We love anthologies like this—putting them together as much as reading them. There is such talent in the writer world right now, and so many people telling stories that are a little (or a lot!) outside the norm.
This collection is mostly prequel short stories to science fiction series. You likely picked up this anthology because there’s a story in here by an author you love. Absolutely go read it—but also graze a little. Try a story from someone new to you. In the end, if this anthology doesn’t help you discover new worlds, then we haven’t done our job. However, given the number of new books on our Kindles, we’re pretty sure that’s not going to be a problem!
Thanks for reading,
~ The Authors of Star Rebels
About the Stories
A Tale of Two Ships by Audrey Faye
A KarmaCorp Story
Two ships crash into an unimportant digger rock. The first carries a newborn baby. The second will rewrite her destiny.

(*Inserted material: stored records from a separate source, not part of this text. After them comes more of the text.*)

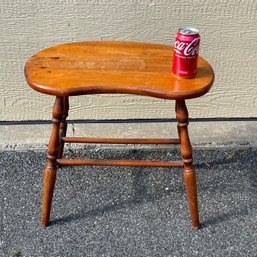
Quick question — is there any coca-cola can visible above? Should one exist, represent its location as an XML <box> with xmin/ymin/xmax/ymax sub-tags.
<box><xmin>172</xmin><ymin>27</ymin><xmax>200</xmax><ymax>78</ymax></box>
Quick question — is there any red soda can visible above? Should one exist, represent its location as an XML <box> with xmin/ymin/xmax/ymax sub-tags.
<box><xmin>172</xmin><ymin>27</ymin><xmax>200</xmax><ymax>78</ymax></box>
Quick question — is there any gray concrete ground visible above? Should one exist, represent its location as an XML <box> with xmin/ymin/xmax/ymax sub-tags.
<box><xmin>0</xmin><ymin>144</ymin><xmax>257</xmax><ymax>257</ymax></box>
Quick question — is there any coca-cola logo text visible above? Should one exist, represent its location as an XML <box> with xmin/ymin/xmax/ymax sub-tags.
<box><xmin>174</xmin><ymin>37</ymin><xmax>200</xmax><ymax>56</ymax></box>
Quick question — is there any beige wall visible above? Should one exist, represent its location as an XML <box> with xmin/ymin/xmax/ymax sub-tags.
<box><xmin>0</xmin><ymin>0</ymin><xmax>257</xmax><ymax>120</ymax></box>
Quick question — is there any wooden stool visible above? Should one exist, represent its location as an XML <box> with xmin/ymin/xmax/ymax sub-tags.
<box><xmin>25</xmin><ymin>41</ymin><xmax>214</xmax><ymax>229</ymax></box>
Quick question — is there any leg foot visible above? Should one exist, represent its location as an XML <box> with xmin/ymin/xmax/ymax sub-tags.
<box><xmin>176</xmin><ymin>100</ymin><xmax>200</xmax><ymax>229</ymax></box>
<box><xmin>42</xmin><ymin>97</ymin><xmax>63</xmax><ymax>227</ymax></box>
<box><xmin>42</xmin><ymin>168</ymin><xmax>56</xmax><ymax>227</ymax></box>
<box><xmin>184</xmin><ymin>170</ymin><xmax>200</xmax><ymax>230</ymax></box>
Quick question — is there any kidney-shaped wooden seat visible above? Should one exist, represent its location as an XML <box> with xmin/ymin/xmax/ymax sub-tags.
<box><xmin>25</xmin><ymin>41</ymin><xmax>214</xmax><ymax>228</ymax></box>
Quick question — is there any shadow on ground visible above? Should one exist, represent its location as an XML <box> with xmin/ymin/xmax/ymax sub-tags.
<box><xmin>0</xmin><ymin>148</ymin><xmax>257</xmax><ymax>257</ymax></box>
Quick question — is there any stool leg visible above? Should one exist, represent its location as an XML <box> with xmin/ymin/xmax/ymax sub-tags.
<box><xmin>42</xmin><ymin>97</ymin><xmax>63</xmax><ymax>227</ymax></box>
<box><xmin>176</xmin><ymin>100</ymin><xmax>200</xmax><ymax>229</ymax></box>
<box><xmin>58</xmin><ymin>96</ymin><xmax>69</xmax><ymax>159</ymax></box>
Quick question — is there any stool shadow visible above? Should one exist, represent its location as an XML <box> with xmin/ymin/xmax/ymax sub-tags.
<box><xmin>50</xmin><ymin>169</ymin><xmax>181</xmax><ymax>225</ymax></box>
<box><xmin>50</xmin><ymin>148</ymin><xmax>257</xmax><ymax>229</ymax></box>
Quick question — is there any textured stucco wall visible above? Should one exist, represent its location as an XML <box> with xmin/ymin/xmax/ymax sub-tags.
<box><xmin>0</xmin><ymin>0</ymin><xmax>257</xmax><ymax>120</ymax></box>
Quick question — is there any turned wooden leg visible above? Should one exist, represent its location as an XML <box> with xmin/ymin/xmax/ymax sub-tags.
<box><xmin>176</xmin><ymin>100</ymin><xmax>200</xmax><ymax>229</ymax></box>
<box><xmin>42</xmin><ymin>97</ymin><xmax>63</xmax><ymax>227</ymax></box>
<box><xmin>58</xmin><ymin>96</ymin><xmax>69</xmax><ymax>159</ymax></box>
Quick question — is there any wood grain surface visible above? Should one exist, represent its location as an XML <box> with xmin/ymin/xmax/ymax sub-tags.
<box><xmin>25</xmin><ymin>41</ymin><xmax>214</xmax><ymax>99</ymax></box>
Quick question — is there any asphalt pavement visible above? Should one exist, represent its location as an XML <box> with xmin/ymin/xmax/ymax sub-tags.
<box><xmin>0</xmin><ymin>146</ymin><xmax>257</xmax><ymax>257</ymax></box>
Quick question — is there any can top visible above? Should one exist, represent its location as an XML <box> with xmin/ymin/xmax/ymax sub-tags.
<box><xmin>178</xmin><ymin>27</ymin><xmax>199</xmax><ymax>36</ymax></box>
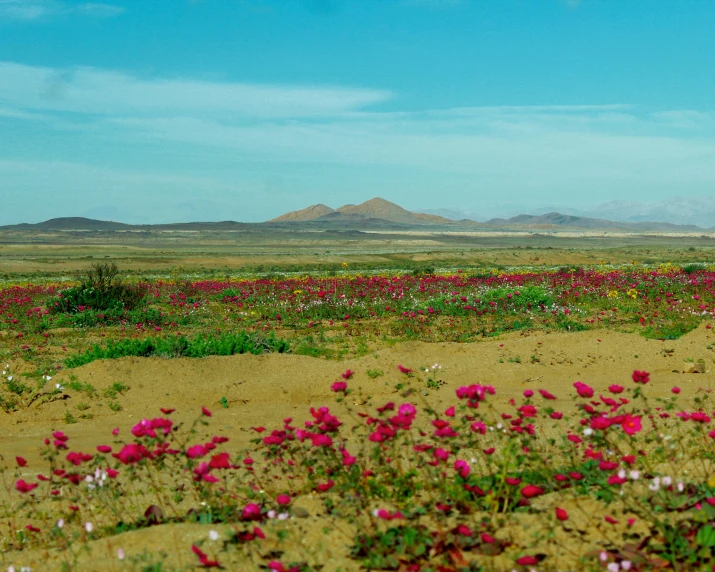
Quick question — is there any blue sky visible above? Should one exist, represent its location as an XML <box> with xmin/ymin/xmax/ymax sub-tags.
<box><xmin>0</xmin><ymin>0</ymin><xmax>715</xmax><ymax>224</ymax></box>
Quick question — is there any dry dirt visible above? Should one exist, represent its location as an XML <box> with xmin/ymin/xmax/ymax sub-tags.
<box><xmin>0</xmin><ymin>325</ymin><xmax>715</xmax><ymax>570</ymax></box>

Carl Sagan’s Hunt for Intelligent Life in the Universe by C. Gockel
An Archangel Project Story
Sometimes intelligent life is right in front of your whiskers.
Blood Ties by Christine Pope
A Gaian Consortium Story
On the outlaw world of Iradia, Miala Fels and her computer hacker father discover that taking the wrong commission can have unexpected consequences.
Passage Out by Anthea Sharp
A Victoria Eternal Story
Street rat Diana Smythe has long since given up her hopes of escaping Earth, but that doesn’t mean she can’t watch the ships fly in and out of the spaceport and dream…
Arcturus 5 by D.L. Dunbar
A Twenty Sectors Story
Xella went to Arcturus 5 to mediate a simple trade dispute between the Mol and the Dark, but now she’s not sure she’ll get out alive.
Treason’s Course by L.J. Cohen
A Halcyone Space Story
In the midst of Earth's first off-planet war, a soldier is given a covert assignment and must decide if treason lies in carrying out her orders or disobeying them.
Falling by Pippa DaCosta
A Girl From Above Story
Trapped in a scrappers rig with a woman he’s been hired to kill, Caleb Shepperd is beginning to wonder if this job could be his last.
Starfall Station by Lindsay Buroker
A Fallen Empire Story
After the empire falls, cyborg soldier Leonidas Adler must avoid the Alliance operatives who want him for secrets only he knows, but that’s easier said than done. Worse, his past threatens those he’s traveling with, including Alisa, the freighter captain he has come to care about.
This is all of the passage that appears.